There are a couple of possibilities we can consider.
Declare the flooded area a National Memorial Park. Plant trees and flowers, put in camp grounds and nature walks.
Or...
Make it a major convention center. Put in hotels, and convention centers, and ball parks, all built on raised mounds above the water line. Throw in a few casinos, too. Sour round these buildings with the kind of beautiful gardens and parks only the south is capable of growing.
It is much easier to evacuate a few tens of thousands of tourists who have someplace else to go, than to evacuate hundreds of thousands of home owners who don't want to leave, and have nowhere else to go.
Any truly historic or beautiful buildings that should be preserved can be raised above sea level where they sit or moved to a raised area with other historic houses. Another tourist attraction!

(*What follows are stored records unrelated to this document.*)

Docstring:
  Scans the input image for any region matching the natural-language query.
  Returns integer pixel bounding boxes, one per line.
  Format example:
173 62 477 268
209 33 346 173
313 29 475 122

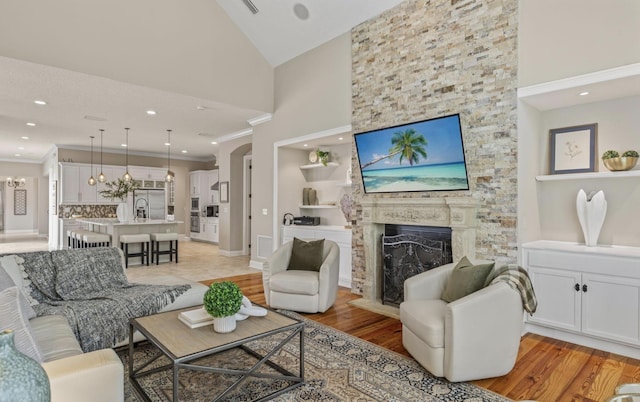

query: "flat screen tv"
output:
354 114 469 194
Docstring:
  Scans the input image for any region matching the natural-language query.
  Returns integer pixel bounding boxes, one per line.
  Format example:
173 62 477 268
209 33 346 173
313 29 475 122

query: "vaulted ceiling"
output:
0 0 402 162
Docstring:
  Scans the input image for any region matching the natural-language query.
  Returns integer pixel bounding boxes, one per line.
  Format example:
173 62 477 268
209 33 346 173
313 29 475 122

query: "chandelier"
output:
7 177 26 188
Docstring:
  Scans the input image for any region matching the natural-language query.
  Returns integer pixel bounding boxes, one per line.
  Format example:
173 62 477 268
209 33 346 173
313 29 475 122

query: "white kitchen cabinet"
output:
522 241 640 359
189 170 218 203
60 163 100 203
282 226 351 288
94 166 126 204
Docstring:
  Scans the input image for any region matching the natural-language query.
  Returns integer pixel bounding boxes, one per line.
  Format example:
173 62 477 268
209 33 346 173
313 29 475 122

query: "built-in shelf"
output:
300 162 340 170
536 170 640 181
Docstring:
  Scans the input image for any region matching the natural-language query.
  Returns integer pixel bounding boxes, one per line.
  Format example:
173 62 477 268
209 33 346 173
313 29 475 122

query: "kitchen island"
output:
76 218 183 262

While I lean toward the latter, "convention center area". One or the other must be done.
Either could be a huge boost to New Orleans. Imagine a city with it's own national park just minutes away from down town. A sort of Central Park New Orleans Style. This could bring tourists, new business, a whole new attitude for New Orleans.
Even better the Convention Center Area would do all that and bring in billions of dollars of convention business to New Orleans. Not to mention the jobs created in those hotels and restaurants.

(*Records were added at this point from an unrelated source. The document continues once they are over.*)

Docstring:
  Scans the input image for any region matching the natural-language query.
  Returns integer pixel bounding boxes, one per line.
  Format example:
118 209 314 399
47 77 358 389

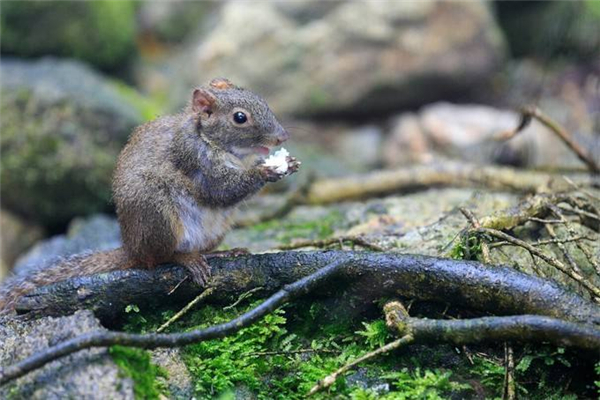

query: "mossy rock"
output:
0 59 149 228
1 1 136 69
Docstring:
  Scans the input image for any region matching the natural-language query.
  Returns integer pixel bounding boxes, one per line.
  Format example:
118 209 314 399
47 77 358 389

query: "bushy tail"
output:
0 247 130 315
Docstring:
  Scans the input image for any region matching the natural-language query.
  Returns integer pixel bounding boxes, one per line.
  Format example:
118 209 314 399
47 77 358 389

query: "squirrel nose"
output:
276 128 290 145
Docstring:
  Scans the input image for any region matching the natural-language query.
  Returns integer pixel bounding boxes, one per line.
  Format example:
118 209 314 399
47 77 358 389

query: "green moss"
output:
119 299 597 400
112 81 164 121
0 0 136 69
448 234 482 261
108 346 167 400
251 210 343 243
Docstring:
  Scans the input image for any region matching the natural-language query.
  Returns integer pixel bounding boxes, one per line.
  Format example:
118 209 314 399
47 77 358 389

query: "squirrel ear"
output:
192 89 217 114
209 78 235 89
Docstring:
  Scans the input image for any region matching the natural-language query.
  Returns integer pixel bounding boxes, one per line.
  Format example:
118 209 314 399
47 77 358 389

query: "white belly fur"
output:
177 195 233 253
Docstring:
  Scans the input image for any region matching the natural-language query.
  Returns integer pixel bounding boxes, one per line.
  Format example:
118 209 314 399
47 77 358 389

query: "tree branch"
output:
16 250 600 326
0 260 347 385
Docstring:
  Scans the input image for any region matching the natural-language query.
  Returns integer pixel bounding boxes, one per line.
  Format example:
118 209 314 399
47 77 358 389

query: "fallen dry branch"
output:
499 105 600 173
308 301 600 396
306 162 592 204
17 250 600 324
473 228 600 301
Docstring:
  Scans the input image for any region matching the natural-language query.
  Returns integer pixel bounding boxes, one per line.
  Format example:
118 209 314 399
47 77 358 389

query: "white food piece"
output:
265 147 290 174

What about the former residents? Their houses and businesses can be bought by the government through Eminent Domain, to make the National Park, or by the businesses that build in the new convention mecca.

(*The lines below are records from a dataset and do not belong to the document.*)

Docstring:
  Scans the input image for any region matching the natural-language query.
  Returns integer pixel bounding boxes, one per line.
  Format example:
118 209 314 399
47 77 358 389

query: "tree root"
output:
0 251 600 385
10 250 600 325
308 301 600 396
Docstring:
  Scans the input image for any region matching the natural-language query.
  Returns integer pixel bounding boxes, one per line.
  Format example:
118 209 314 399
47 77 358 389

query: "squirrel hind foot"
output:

Many of those former residents will find new lives where they were evacuated to and simply chose not to go back.
Many learned their lesson by nearly dying in this disaster and have sworn not to go back.
The ones who do go back will simply have to find a place to live that doesn't require you and me to rescue them every 30 years or so. A place where they can live without loosing half their family every thirty years or so.
Seems like a pretty logical thing to me.